Herbert again looked weary as the match moved towards the two-hour mark. Three straight errors in the fourth game contributed to a decisive break to love in the fourth. Murray had to dig deep to hold off more challenges—four deuces and a break point in the fifth game, two deuces and another break point in the seventh—but he closed it out in 2hrs 6mins, 6-3.

He will now play either another Frenchman with bags of style, the No16 seed Benoit Paire, or the No34 ranked Joao Sousa, who put out Ivo Karlovic—and took Murray to four sets in their last two meetings, at Roland Garros and the Australian Open.

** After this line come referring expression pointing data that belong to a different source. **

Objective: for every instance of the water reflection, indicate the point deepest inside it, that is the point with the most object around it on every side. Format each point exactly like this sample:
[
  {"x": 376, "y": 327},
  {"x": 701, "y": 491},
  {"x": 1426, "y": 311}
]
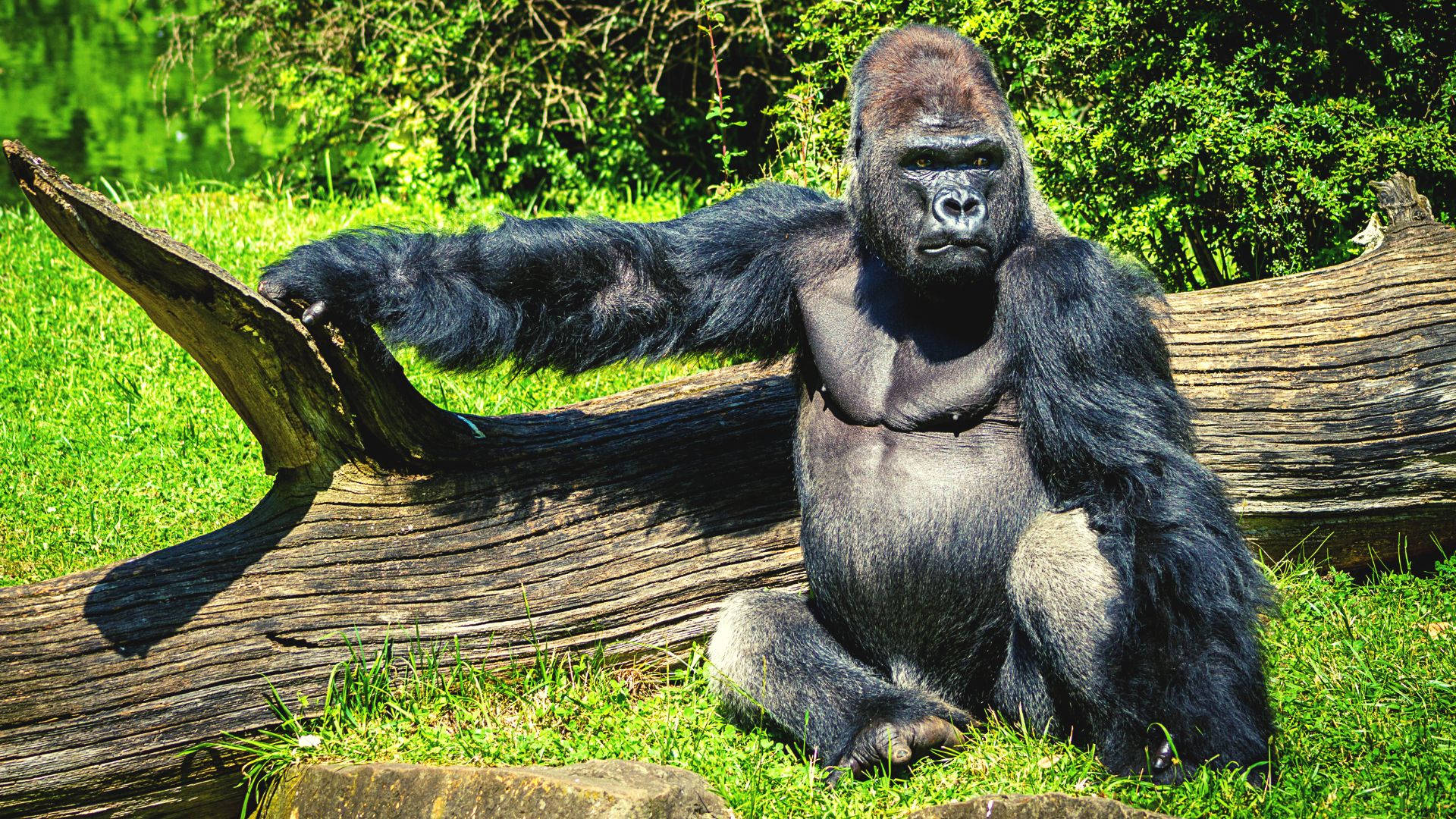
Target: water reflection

Thereafter, the challenges grow still bigger. In the quarters, he could face either last year’s losing finalist Tomas Berdych, who has won all three of their previous clay encounters, or the big-serving Milos Raonic, twice a quarter-finalist here—and once in Roland Garros—and a semi-finalist in Rome. The Canadian will take on the winner of a gruelling three-tie-break affairs won in 3hrs 20mins by Pablo Cuevas.

Murray was preceded on Court Rainier by No15 seed Gilles Simon taking on Grigor Dimitrov, and the durable 31-year-old Frenchman was too precise and nimble for the Bulgarian star. Simon converted his first break point of the first set after 44 minutes, 6-4, and overturned an early break by Dimitrov in the second set to break back twice for the win, 6-3.

Simon is one of a packed quarter of the draw that could bring him French Open champion Stan Wawrinka in the next round and eight-time Monte-Carlo champion Rafael Nadal in the quarters.

In the top quarter of the draw, No7 seed David Ferrer withdrew injured, to be replaced by Lucky Loser Marcel Granollers. The 22-year-old Czech Jiri Vesely came through another three-setter against Teymuraz Gabashvili, becoming the first man to face defending champion Djokovic tomorrow.